Batu nisan periode Sumatra-Pasai umumnya terbuat dari batu andesit. Pada masa awal (abad ke-13) hiasannya berpola vegetal dengan prasasti kursif bergaya 𝘕𝘢𝘴𝘬𝘩𝘪 yang sederhana. Sekitar paruh abad ke-14 prasasti kursif lebih digayakan dengan pahatan yang lebih halus. Pada perkembangannya hiasan "𝘈𝘵-𝘵𝘢𝘸𝘳𝘪𝘲" (arabesk tumbuhan) dengan kombinasi pilinan dan simpul menjadi lebih atraktif, halus, dan padat; dengan munculnya kaligrafi perpaduan 𝘕𝘢𝘴𝘬𝘩𝘪-𝘛𝘴𝘶𝘭𝘶𝘵𝘴 dan 𝘛𝘴𝘶𝘭𝘶𝘵𝘴 yang sangat tegas. Permukaan nisan sudah lebih halus, menunjukkan setelah diukir dengan pahat dan kikir seluruh permukaan dipoles menggunakan abrasive.

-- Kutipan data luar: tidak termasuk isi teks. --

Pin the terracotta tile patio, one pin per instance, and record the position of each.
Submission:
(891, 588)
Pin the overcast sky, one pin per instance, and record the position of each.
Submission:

Paruh awal abad ke-15 pengaruh dekorasi dari pusat Islam di daratan Asia sangat terasa. Masa ini menjadi titik kemajuan seni Islam, yang karakternya sangat mempengaruhi di masa kemudian dalam wilayah yang lebih luas. Kaligrafi gaya 𝘒𝘶𝘧𝘪-𝘔𝘶𝘳𝘢𝘣𝘣𝘢' (kufi kubus) pernah muncul sebagai dekorasi nisan masa ini. Kaligrafi jenis ini berkembang pesat di Asia Tengah era Timuriyyah. Ini akan membuka kemungkinan keberadaan komunitas pendukung budaya Turko-Persia di Kota Sumatra. Jika benar, prasasti ini dapat dipandang sebagai jejak kontak budaya dengan bangsa Turki sebelum era kejayaan 'Utsmani. Bahkan jika menilik dari gelar-gelar penguasa dan tokoh Sumatra, sejak awal memiliki banyak kesamaan dengan gelar yang dipakai penguasa dan pembesar keturunan Turko-Persia. Hal ini cukup beralasan mengingatkan hampir seluruh daulah Islam sejak abad ke-13, mulai dari Anatolia, Mesir, Asia Tengah, hingga Asia Selatan penguasanya merupakan keturunan dari percampuran bangsa Turki yang nenek moyangnya berasal dari Pegunungan Altai, di perbatasan Asia Tengah dan Asia Timur. Sejak era Samaniyah, Ghaznawi, sampai era Mughal, keturunan Turki Muslim ini dikenal sebagai pelindung utama bahasa dan kebudayaan Persia, karena itu secara kebudayaan disebut dengan Turko-Persia. Sayangnya khat Kufi Murabba' ini tidak berkembang, dan tiga pasang nisan (satu di antaranya milik salah seorang sultan) di Kuta Krueng, Aceh Utara menjadi contoh langka dari jenis itu. Puncaknya pada paruh akhir abad ke-15, dimana kaligrafi yang muncul telah menampilkan gaya 𝘛𝘴𝘶𝘭𝘶𝘵𝘴 dengan finial floral yang membuatnya sedikit berbeda; beberapa contohnya diusulkan sebagai kaligrafi gaya Sumatra.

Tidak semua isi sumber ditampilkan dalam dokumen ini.